Differentiating treatment-induced necrosis from tumor recurrence is a central challenge in neuro-oncology. These 2 very different outcomes after brain tumor treatment often appear similarly on routine follow-up imaging studies. They may even manifest with similar clinical symptoms, further confounding an already difficult process for physicians attempting to characterize a new contrast-enhancing lesion appearing on a patient's follow-up imaging. Distinguishing treatment necrosis from tumor recurrence is crucial for diagnosis and treatment planning, and therefore, much effort has been put forth to develop noninvasive methods to differentiate between these disparate outcomes. In this article, we review the latest developments and key findings from research studies exploring the efficacy of structural and functional imaging modalities for differentiating treatment necrosis from tumor recurrence. We discuss the possibility of computational approaches to investigate the usefulness of fine-grained imaging characteristics that are difficult to observe through visual inspection of images. We also propose a flexible treatment-planning algorithm that incorporates advanced functional imaging techniques when indicated by the patient's routine follow-up images and clinical condition.

Figures

Fig. 1.

Ambiguities involved in differentiating between tumor recurrence and treatment necrosis based on routinely collected structural imaging sequences: T1 with Gadolinium contrast (T1-post Gad), T2-weighted images, and fluid attenuated inverse recovery (FLAIR). (A, B, C) T1-post Gad, T2-weighted, and FLAIR images of histopathologically confirmed case of glioblastoma recurrence, respectively.
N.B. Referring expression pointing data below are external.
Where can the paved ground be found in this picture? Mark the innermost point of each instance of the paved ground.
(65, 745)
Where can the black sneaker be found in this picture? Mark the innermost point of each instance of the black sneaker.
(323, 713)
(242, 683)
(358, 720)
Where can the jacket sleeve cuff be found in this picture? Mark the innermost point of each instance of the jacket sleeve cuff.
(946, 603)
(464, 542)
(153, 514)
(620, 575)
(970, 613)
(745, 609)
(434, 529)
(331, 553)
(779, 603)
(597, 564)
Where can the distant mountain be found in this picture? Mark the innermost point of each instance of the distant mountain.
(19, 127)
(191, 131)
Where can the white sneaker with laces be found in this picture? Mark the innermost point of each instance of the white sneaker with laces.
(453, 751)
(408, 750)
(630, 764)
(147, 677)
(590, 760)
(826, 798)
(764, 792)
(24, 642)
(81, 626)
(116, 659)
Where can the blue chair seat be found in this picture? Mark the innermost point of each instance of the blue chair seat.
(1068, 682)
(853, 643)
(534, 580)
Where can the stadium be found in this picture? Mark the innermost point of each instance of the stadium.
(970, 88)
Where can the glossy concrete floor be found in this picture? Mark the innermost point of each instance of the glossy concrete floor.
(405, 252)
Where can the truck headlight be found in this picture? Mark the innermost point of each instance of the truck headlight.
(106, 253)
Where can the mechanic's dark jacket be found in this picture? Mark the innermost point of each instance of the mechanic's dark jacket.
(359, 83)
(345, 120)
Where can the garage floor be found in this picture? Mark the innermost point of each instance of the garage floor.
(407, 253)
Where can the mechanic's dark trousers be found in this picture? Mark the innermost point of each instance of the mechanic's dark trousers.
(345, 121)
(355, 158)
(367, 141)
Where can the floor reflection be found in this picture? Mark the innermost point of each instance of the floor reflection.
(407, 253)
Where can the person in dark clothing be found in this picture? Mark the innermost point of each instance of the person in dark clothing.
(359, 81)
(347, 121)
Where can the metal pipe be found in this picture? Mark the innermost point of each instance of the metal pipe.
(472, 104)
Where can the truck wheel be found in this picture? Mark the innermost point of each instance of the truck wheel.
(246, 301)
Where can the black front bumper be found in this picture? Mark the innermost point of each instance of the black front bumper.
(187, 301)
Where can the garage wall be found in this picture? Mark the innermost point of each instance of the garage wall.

The patient underwent surgical resection of right temporal lobe tumor, followed by combined temozolomide/radiation therapy. (D, E, F) T1-post Gad, T2-weighted, and FLAIR images of pathologically proven case of treatment necrosis. The patient underwent surgical resection of right parietal oligodendroglioma, followed by combined chemotherapy (Avastin) and radiation therapy.

Fig. 2.

The usefulness of ADC histogram analysis in differentiating among pure tumor recurrence, pure treatment necrosis, and mixture of 2 etiology types. (A) ADC map with labeled region of interest (ROI) outlining the lesion extent determined using structural images. (B) ADC histogram with a 2-component normal mixture model fitted to the data (shown in red curve). The patient underwent surgical resection of right temporal lobe glioblastoma, followed by combined temozolomide/radiation therapy. High ADC values in the temporal lobe and low choline with use of MR spectroscopy suggested treatment necrosis; however, the pathological verification confirmed tumor recurrence.

Fig. 3.

MR spectroscopic imaging of patient shown in Fig. 1 A with glioblastoma in temporal lobe treated with surgical resection. (A) Metabolite spectra corresponding to voxels selected inside the lesion. (B) Metabolite spectra corresponding to voxels selected inside the peri-lesional brain tissue. The lack of elevated choline (Cho) peak inside the lesion suggested treatment necrosis; however, histopathological verification proved it to be tumor recurrence.

Fig. 4.

Flowchart illustrating the proposed flexible treatment algorithm that combines multiple functional imaging techniques with structural imaging for treatment of patients with brain tumor.